La cocina es el principal centro de consumo de energía de nuestro hogar. No obstante,
ostentar este puesto también tiene sus ventajas, ya que es allí también donde se pueden
adoptar más medidas para reducir este gasto. En este artículo te contamos qué hacer para
lograr este objetivo, no te lo pierdas y comienza a notarlo en tus próximas facturas

El primer ahorro está en tu tarifa

Antes de todo, te recomendamos que le eches un ojo a tu tarifa puesto que ella es el inicio
de tu ahorro. Tanto las tarifas de luz como la de gas natural necesitan una revisión, este
ejercicio no es muy complicado solo hay que utilizar un comparador para que nos diga qué
comercializadoras nos ofrecen mejor precio a la hora de contratar gas o luz. Otra
recomendación en este sentido es que antes de contratar cualquier modalidad de luz o gas
revises si tiene cláusula de permanencia. Es mejor que no la tenga y así podrás cambiar
cada vez que encuentres una que te resulte más económica.
¿Conoces todas las opciones que existen en el mercado energético? Para empezar, has de
diferenciar entre mercado libre o regulado. El segundo está controlado por el Gobierno de
España mientras que en el primero hay tantas tarifas como las compañías deseen. Por

ejemplo, una de las más conocidas era Gas Natural Fenosa que ahora se llama Naturgy, si
quieres conocer más sobre esta comercializadora puedes encontrar información aquí:
https://www.serviciosluz.com/gas-natural-fenosa/. De todas formas, si deseas contratar a
Naturgy o cualquier otra compañía es aconsejable que resuelvas tus dudas en la atención
al cliente que presentan todas las empresas.
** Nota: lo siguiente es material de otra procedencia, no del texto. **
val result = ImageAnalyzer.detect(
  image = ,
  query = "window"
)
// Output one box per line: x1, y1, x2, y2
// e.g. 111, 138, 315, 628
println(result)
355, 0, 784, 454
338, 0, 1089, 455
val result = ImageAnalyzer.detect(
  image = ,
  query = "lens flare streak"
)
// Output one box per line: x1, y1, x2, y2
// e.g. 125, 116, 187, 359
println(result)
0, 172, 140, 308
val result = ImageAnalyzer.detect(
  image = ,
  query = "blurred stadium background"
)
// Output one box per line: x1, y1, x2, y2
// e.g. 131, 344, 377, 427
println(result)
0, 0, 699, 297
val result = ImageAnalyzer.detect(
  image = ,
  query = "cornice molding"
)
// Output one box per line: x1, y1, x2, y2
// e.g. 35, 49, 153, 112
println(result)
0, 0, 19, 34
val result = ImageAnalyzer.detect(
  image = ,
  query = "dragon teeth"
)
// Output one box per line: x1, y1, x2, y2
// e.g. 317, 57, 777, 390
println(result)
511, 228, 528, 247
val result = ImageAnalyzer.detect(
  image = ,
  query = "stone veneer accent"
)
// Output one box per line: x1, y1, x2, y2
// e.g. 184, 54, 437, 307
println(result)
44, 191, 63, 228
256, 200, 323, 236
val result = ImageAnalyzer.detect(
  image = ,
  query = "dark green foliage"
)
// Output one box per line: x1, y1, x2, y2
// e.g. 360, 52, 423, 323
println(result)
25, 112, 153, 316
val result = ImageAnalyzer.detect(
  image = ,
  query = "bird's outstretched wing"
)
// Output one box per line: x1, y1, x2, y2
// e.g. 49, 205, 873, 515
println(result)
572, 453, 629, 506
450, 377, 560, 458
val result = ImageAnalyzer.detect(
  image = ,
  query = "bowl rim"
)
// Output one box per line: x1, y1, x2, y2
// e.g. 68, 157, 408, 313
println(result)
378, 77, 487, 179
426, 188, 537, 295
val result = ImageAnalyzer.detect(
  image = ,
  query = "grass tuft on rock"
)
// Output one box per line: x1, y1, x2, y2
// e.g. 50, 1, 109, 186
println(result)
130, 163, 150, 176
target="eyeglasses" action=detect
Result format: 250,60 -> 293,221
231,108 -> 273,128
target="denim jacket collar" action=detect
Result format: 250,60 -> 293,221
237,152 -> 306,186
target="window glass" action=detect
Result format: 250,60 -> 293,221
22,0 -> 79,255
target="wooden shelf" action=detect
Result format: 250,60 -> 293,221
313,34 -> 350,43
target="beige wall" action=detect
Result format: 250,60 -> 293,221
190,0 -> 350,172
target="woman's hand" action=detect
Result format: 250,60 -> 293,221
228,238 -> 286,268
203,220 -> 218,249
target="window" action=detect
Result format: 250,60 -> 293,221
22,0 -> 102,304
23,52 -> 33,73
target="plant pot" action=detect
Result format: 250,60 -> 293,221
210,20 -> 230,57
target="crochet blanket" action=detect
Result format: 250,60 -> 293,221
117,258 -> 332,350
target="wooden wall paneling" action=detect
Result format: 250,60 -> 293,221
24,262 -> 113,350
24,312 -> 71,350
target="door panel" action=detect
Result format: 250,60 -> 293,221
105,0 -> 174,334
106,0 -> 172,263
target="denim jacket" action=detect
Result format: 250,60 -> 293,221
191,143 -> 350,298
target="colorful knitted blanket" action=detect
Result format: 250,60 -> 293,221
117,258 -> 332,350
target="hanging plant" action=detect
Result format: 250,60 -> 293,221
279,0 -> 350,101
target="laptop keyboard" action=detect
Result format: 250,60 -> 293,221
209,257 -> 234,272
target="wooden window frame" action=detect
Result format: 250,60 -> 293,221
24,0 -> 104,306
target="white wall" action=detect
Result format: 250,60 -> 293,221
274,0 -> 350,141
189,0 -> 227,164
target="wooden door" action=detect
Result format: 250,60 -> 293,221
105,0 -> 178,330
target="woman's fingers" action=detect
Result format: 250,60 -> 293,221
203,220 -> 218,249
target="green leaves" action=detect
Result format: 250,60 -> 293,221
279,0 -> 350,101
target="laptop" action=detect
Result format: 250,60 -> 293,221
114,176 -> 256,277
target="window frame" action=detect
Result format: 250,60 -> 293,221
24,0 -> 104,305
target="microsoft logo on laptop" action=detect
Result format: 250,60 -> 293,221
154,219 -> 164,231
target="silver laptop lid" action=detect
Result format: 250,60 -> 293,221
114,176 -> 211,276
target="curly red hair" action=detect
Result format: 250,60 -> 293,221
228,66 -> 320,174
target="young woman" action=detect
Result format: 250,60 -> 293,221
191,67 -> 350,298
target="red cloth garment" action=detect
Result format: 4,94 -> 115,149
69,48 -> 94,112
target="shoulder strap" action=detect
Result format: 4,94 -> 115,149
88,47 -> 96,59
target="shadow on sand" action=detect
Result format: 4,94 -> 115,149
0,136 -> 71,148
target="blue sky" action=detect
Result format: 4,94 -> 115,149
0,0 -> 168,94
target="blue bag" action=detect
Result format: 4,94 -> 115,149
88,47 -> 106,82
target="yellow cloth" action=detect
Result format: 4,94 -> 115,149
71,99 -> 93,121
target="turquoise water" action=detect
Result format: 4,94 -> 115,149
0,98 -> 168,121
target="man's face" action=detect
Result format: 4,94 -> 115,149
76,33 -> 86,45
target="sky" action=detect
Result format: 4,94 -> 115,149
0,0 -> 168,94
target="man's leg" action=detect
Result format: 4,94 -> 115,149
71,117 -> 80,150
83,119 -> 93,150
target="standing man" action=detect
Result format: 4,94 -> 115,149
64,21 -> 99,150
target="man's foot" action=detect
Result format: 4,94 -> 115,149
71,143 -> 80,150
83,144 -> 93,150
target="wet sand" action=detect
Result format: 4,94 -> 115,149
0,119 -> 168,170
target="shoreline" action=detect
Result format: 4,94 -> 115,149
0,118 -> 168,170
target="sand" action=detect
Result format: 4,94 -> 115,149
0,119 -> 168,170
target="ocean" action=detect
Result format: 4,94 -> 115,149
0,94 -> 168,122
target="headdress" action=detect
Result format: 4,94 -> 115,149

Consejos para consumir menos energía en la cocina:

Una vez finalizado el capítulo de las facturas y tarifas es el momento de empezar a hacer
cambios en nuestra forma de utilizar la cocina y los aparatos eléctricos. Gracias a estas
medidas conseguiremos consumir menos energía, lo cual será bueno para nuestra factura
pero asimismo para el planeta. Aquí van unos cuantos consejos:
Calor residual. Apagar el fuego antes de terminar de cocinar para que se aproveche
el calor residual para el último calentón que precise la comida.
– Mejor comprar una placa de inducción que una vitrocerámica. Consume casi un
50% de energía menos que la vitrocerámica.
– Utiliza más el microondas y la olla rápida en vez de el horno.
– Llena la lavadora y el lavavajillas cuando vayas a utilizarlos. Además, usa mejor
programas fríos y ecos para evitar el gasto de energía al calentar el agua.
– No introducir alimentos calientes al frigorífico.
– No mantener las puertas del horno y de la nevera abiertas durante mucho tiempo.
Desenchufar electrodomésticos que no usemos de forma continuada.
– Sustituir los electrodomésticos por unos nuevos con un certificado de eficiencia
energética alto (la letra A). Conoces las nuevas etiquetas aquí.
– La temperatura de la nevera y del congelador para que no consuman de más tiene
que estar entre 3º y 5º y -18 y -15º correspondientemente.
– Tapar las cazerolas cuando estén cocinando para que se calienten más rápido.
– Es recomendable utilizar la olla a presión porque reduce tiempo y energía.
No precalientes el horno, es innecesario y consume mucho.